“Who is Elizabeth Warren: An in-depth look” promised the Fox News web site. But Hannity’s segment last night on the Democratic candidate for the Massachusetts Senate certainly wasn’t “in-depth;” it concentrated entirely on one thing – whether or how she and Harvard exploited her claim to Cherokee ancestry.
Last month, Fox News was making dubious “jokes” about her having fabricated her Native American ancestry. At least now they’re granting that her great-great-great grandmother did list herself as Cherokee. Hannity concentrated instead on an inconsistency in Warren's messaging: the fact that “for months” Warren said she didn’t know Harvard law school started reporting they had "a Native American female professor" in the year when she was first hired, and that she didn’t know where they got their information. “But now,” said Hannity, (Now? It was more like two weeks ago, gentle reader) “her campaign has released a statement saying, quote, ‘At some point, after I was hired by them, I provided that information to the University of Pennsylvania and Harvard.’ She still insists that it has nothing to do with why she was hired and that she has not benefited from that label.”
Hannity then brought on Michelle Fields from the Daily Caller and they tried to make some sensational hay out of how she “misrepresented the truth.” How big a deal is this? Big, Fields replied. “This calls into question her integrity and her character…There are moderates and conservative Democrats who are now -- for affirmative action who are now saying, hey, I don't want to vote for someone who gamed the system, who took advantage of economic opportunities and took advantage of the history and the struggles of Native Americans.” (Ooh. Are they really saying that? Despite the controversy, polls say Warren and Republican incumbent Scott Brown are in a dead heat.)

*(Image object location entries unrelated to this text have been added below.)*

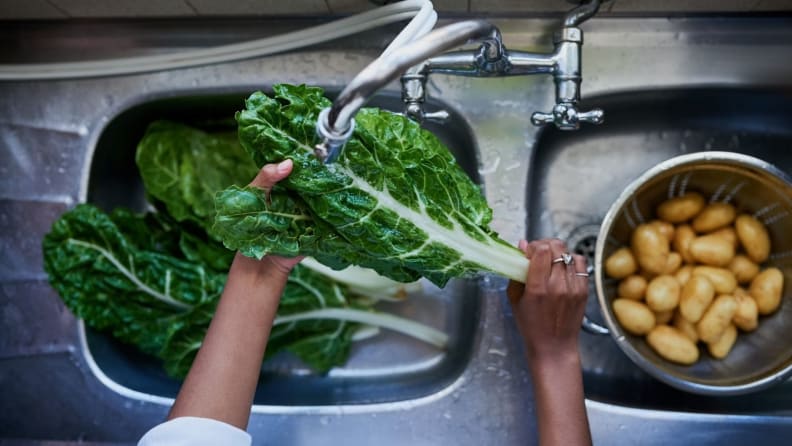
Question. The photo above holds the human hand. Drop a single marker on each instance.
(549, 308)
(268, 176)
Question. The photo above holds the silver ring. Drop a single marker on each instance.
(566, 258)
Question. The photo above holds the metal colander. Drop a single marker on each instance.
(758, 359)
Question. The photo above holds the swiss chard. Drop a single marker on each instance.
(395, 201)
(130, 275)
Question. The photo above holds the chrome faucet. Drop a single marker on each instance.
(417, 60)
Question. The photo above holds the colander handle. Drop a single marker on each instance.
(588, 325)
(592, 327)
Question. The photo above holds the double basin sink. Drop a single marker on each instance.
(707, 93)
(574, 177)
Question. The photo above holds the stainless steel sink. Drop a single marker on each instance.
(388, 367)
(575, 177)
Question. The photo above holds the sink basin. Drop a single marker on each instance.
(388, 367)
(576, 176)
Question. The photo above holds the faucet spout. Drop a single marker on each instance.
(338, 121)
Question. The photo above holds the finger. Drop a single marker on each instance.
(514, 291)
(527, 248)
(270, 174)
(581, 282)
(539, 272)
(561, 275)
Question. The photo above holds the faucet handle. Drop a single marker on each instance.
(566, 117)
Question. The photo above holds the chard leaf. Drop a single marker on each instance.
(148, 293)
(115, 286)
(395, 201)
(183, 167)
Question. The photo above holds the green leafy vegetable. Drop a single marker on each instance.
(183, 167)
(395, 201)
(131, 275)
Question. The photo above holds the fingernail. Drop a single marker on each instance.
(284, 166)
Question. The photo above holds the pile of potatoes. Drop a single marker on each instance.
(684, 278)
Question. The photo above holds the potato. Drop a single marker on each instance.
(680, 209)
(684, 274)
(632, 287)
(683, 235)
(695, 297)
(662, 293)
(729, 234)
(722, 279)
(672, 345)
(663, 317)
(665, 228)
(634, 316)
(753, 237)
(713, 250)
(743, 268)
(746, 317)
(713, 216)
(621, 264)
(717, 318)
(674, 263)
(766, 289)
(720, 348)
(685, 326)
(651, 248)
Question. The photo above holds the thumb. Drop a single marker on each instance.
(272, 173)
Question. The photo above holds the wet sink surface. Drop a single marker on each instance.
(388, 367)
(575, 177)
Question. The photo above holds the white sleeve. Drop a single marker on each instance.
(194, 431)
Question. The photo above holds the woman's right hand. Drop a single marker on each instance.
(549, 308)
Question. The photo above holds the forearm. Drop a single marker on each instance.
(223, 377)
(558, 390)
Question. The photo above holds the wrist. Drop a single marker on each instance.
(554, 358)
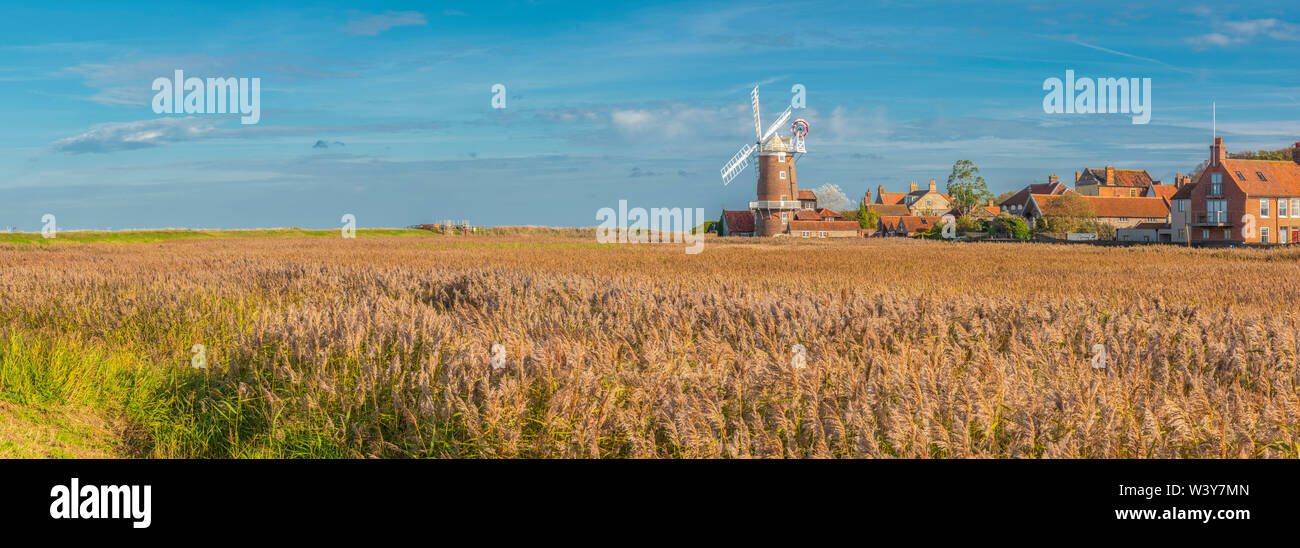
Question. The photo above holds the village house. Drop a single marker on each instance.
(1112, 182)
(1214, 209)
(927, 201)
(906, 225)
(1018, 201)
(824, 229)
(1118, 212)
(807, 222)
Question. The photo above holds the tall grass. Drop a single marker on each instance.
(378, 347)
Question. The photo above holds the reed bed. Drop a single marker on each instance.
(380, 347)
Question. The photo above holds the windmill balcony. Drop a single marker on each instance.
(775, 204)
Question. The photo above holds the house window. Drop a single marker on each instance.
(1216, 211)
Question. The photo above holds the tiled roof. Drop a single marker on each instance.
(1113, 207)
(1123, 177)
(1165, 191)
(1044, 188)
(891, 209)
(891, 198)
(1281, 178)
(1184, 192)
(798, 226)
(917, 224)
(740, 221)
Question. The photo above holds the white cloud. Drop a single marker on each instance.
(134, 135)
(1247, 30)
(375, 25)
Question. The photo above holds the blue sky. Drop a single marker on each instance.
(605, 103)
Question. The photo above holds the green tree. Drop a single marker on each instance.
(966, 186)
(1009, 226)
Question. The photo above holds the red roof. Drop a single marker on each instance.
(1281, 178)
(739, 221)
(891, 198)
(1123, 177)
(1184, 192)
(1165, 191)
(1022, 198)
(918, 224)
(891, 209)
(1113, 207)
(814, 226)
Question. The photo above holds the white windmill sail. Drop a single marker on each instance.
(737, 164)
(775, 125)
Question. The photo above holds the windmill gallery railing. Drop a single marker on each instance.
(775, 204)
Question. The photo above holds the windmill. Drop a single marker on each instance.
(778, 192)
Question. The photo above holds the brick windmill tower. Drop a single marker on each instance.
(778, 191)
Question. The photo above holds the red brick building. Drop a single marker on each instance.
(1242, 200)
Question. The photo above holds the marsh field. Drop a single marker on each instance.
(381, 346)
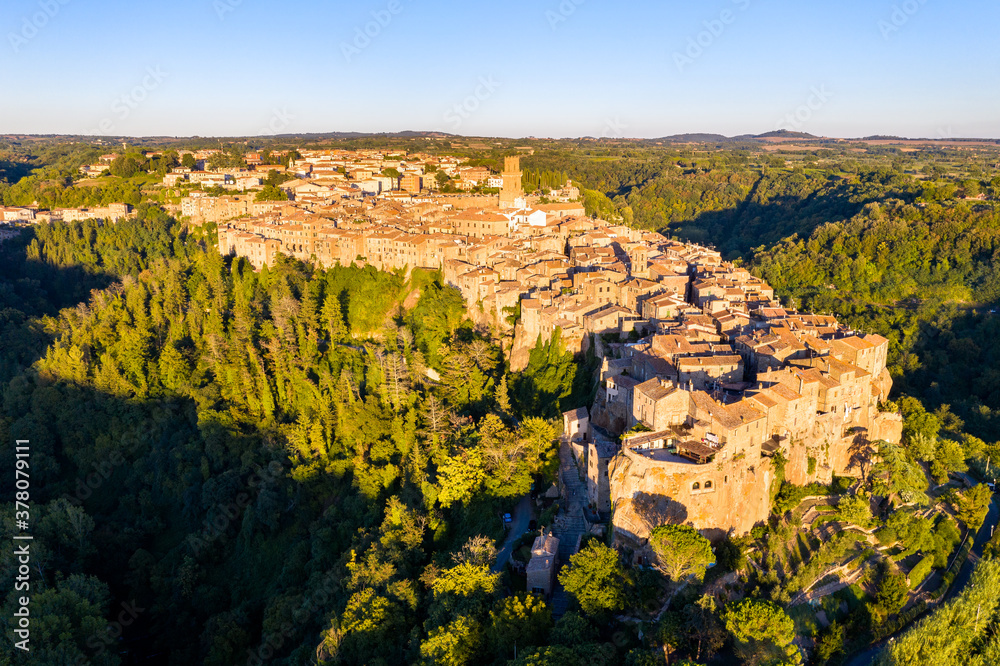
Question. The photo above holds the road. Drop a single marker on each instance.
(518, 526)
(867, 657)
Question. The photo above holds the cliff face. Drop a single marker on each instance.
(646, 493)
(730, 495)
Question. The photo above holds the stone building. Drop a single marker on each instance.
(541, 568)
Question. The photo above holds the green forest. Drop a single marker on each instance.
(308, 466)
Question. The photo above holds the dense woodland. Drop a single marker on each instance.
(258, 466)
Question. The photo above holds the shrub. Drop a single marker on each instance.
(921, 571)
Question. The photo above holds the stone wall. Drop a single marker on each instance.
(646, 493)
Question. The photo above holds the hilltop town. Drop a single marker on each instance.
(709, 389)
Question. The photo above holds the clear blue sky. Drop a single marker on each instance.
(583, 67)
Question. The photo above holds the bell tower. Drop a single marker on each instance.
(512, 190)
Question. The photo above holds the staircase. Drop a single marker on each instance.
(570, 525)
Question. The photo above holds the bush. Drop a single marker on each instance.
(921, 571)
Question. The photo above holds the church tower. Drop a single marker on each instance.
(512, 194)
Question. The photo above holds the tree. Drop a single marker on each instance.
(948, 635)
(762, 630)
(830, 643)
(596, 579)
(704, 627)
(681, 552)
(856, 510)
(973, 505)
(523, 620)
(897, 475)
(124, 166)
(893, 593)
(454, 643)
(271, 193)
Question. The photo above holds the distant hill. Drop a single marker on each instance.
(785, 134)
(695, 138)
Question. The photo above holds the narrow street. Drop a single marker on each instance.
(570, 525)
(518, 526)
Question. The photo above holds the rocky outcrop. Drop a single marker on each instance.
(717, 498)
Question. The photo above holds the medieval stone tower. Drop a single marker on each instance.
(512, 190)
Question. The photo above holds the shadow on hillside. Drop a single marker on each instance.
(763, 219)
(30, 290)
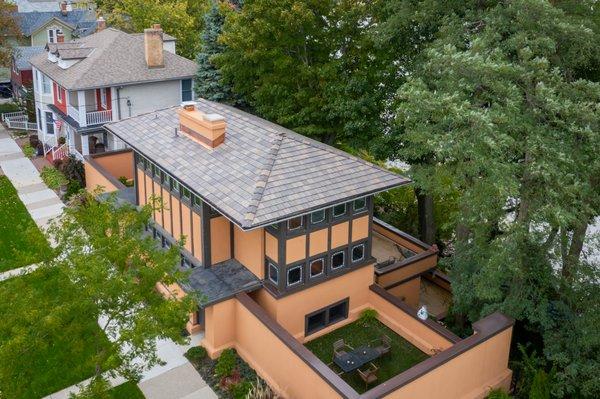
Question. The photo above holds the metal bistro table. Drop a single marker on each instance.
(355, 359)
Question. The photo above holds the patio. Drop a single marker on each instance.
(359, 334)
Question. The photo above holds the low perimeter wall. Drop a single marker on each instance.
(466, 368)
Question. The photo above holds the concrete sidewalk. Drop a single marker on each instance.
(42, 203)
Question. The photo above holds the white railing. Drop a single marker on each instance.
(97, 117)
(73, 112)
(19, 115)
(60, 152)
(20, 124)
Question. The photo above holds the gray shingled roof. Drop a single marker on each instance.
(118, 59)
(22, 55)
(82, 21)
(261, 173)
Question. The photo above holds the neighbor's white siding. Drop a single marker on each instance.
(149, 97)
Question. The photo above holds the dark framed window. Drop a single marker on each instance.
(327, 316)
(273, 273)
(186, 90)
(317, 217)
(337, 260)
(339, 210)
(294, 275)
(360, 204)
(317, 267)
(295, 223)
(358, 252)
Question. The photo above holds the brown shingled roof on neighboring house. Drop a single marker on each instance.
(117, 59)
(261, 173)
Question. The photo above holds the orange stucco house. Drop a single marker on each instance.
(281, 241)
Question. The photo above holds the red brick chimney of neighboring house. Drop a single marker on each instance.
(153, 47)
(100, 24)
(206, 129)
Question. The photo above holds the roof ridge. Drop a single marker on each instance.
(263, 179)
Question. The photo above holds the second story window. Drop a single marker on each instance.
(186, 90)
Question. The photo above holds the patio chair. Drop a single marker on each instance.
(340, 347)
(383, 345)
(369, 376)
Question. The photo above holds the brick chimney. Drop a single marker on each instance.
(206, 129)
(100, 24)
(153, 46)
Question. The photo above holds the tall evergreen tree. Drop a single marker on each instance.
(209, 82)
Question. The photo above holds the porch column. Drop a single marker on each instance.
(81, 107)
(85, 145)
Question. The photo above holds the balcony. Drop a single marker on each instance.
(91, 118)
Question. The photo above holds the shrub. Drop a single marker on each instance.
(368, 316)
(29, 151)
(53, 178)
(241, 389)
(196, 354)
(498, 394)
(225, 364)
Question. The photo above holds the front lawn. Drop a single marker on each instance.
(21, 242)
(129, 390)
(403, 354)
(39, 354)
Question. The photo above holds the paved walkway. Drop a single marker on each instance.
(42, 203)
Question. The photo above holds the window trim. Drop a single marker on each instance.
(352, 252)
(342, 214)
(343, 259)
(322, 259)
(287, 276)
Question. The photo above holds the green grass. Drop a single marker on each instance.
(40, 354)
(129, 390)
(402, 356)
(21, 242)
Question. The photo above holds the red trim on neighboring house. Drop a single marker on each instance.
(99, 100)
(60, 105)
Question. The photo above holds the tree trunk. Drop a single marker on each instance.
(427, 228)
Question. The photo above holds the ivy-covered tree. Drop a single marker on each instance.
(503, 111)
(209, 82)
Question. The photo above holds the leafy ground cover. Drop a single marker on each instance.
(21, 242)
(402, 356)
(40, 355)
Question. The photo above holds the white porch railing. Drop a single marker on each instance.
(19, 115)
(97, 117)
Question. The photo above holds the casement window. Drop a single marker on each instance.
(273, 273)
(337, 260)
(325, 317)
(358, 252)
(294, 275)
(103, 97)
(339, 210)
(317, 217)
(186, 90)
(317, 267)
(49, 123)
(295, 223)
(360, 204)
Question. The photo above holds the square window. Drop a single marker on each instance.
(316, 267)
(295, 223)
(317, 216)
(358, 252)
(315, 322)
(337, 260)
(294, 275)
(360, 204)
(339, 210)
(273, 273)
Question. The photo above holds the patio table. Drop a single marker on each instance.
(352, 360)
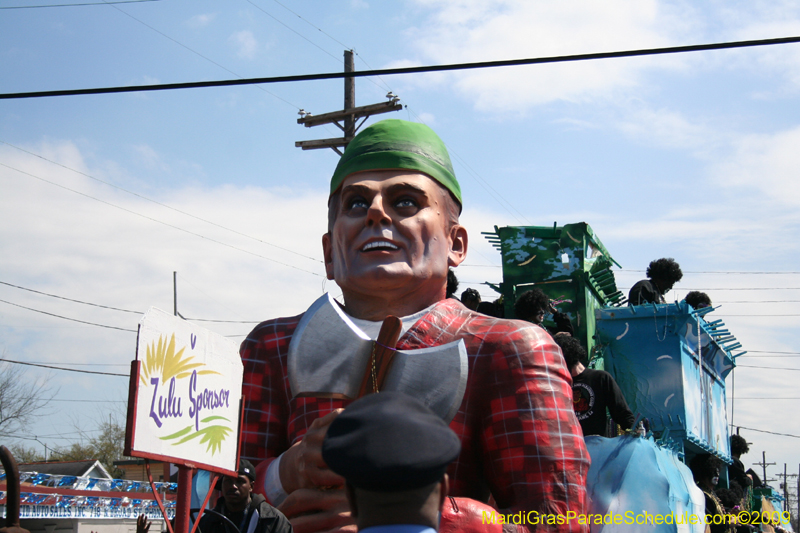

"What does this say about a liberal university like Harvard University" asked Hannity (affecting a snooty upper-class accent while Fields giggled obligingly) "where, you know, they were using this to go out there and say, we've got a Native American female professor -- did they know better?" They should be the ones condemning her, Fields replied sanctimoniously. "And the liberals and progressives who say they are for diversity, who are for affirmative action, they should… condemn her for taking advantage of those ideals and the advantage of those programs."
Why try and make hay out of this story? Maybe because, as Hannity said in his introduction, “the balance of power in the United States Senate is hanging by a thread as Democrats hope to keep their slim majority. And it could all come down to one state.” I.E. Massachusetts. So I would humbly conjecture that the Fair and Balanced Fox pundits are hoping to sink a strong Democratic candidate by keeping the controversy on life support.